I have been blessed to have fished wonderful fresh waters in North America, South America, and Africa. Still when I close my eyes and remember my best experiences, I drift back to June days shortly after the ice has gone out of Coronation Gulf. This Arctic Ocean embayment is at the mouth of the Coppermine River, next to the Inuit community of Kugluktuk in the Kitikmeot region of Nunavut.
Summer comes to the Arctic coast as soon as the ice is pushed out of Coronation Gulf. It is almost an overnight transition. When the weather breaks and summer comes to the mouth of the Coppermine,
it can be quite balmy in late June and early July, around the time of the summer solstice. Twenty-four hours of daylight lets one fish into the night when the wind subsides and the ocean tends to be calmer.
There is an ongoing debate on the speciation of the western versus eastern Arctic charr. (Charr is the traditional English spelling, which I prefer as it has become the standard in fishing literature.) The dividing line between these very closely related fish is somewhere around the Tree River east of Kugluktuk. To the angler, the western fish have larger spots with an appearance not unlike the Dolly Varden found further west in the NWT, coastal Yukon, and Alaska. The Tree River eastern fish have small reddish spots with blue halos around them and are a little flatter in profile. The Coppermine River and Coronation Gulf fish are the western variant.

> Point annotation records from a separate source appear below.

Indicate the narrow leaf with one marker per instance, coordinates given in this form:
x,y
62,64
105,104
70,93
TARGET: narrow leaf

Coronation Gulf offers one of the earliest chances each year to pursue western Arctic charr. The fish in the spring are a mix of anadromous fish, which ascended the Coppermine during the previous fall to spawn and then wintered in the fresh water, and younger fish that have spent their first five or six years in the fresh water and are now coming down to the ocean for the first time.
As the brief summer arrives, these fish are often elusive as they cruise the coastal waters of the ocean to follow the schools of herring and capelin. Along the coast, charr can often be found with binoculars by searching for sea birds feeding on panicking bait fish, which churn the surface of the ocean as they are chased by seals and charr.
But it’s a big ocean, and the question is always how to predictably find charr. One delightful solution involves fishing the feeding waters around the islands in Coronation Gulf off the mouth of the Coppermine. Some of these fish will run back up the river to the interior lakes later in August and September and can be pursued in the river. Collectively, they feed around the islands a few kilometres from the community. In late June and early July, the channels around the island are full of feeding charr.
In the years I was working in the Kitikmeot region, I was introduced to this delightful fishery by my old friend Gerry Atatahak and his late wife, Susan. We slow trolled the channels, Gerry using shiny spinners and wobbling spoons, while I used a sinking fly line with big weighted bright steelhead patterns, sculpins and white polar bear hair type streamers imitating the bait fish. I generally got out fished by the hardware, but we never went hungry. Gerry has a small cabin on one of the islands, which served as a base for shore lunches of charr, fried potatoes, and onions after fishing.
Sitting on a rock by a driftwood fire after a fine meal watching the sun traverse the southern horizon, there could be no better beginning for summer or the end of a great evening.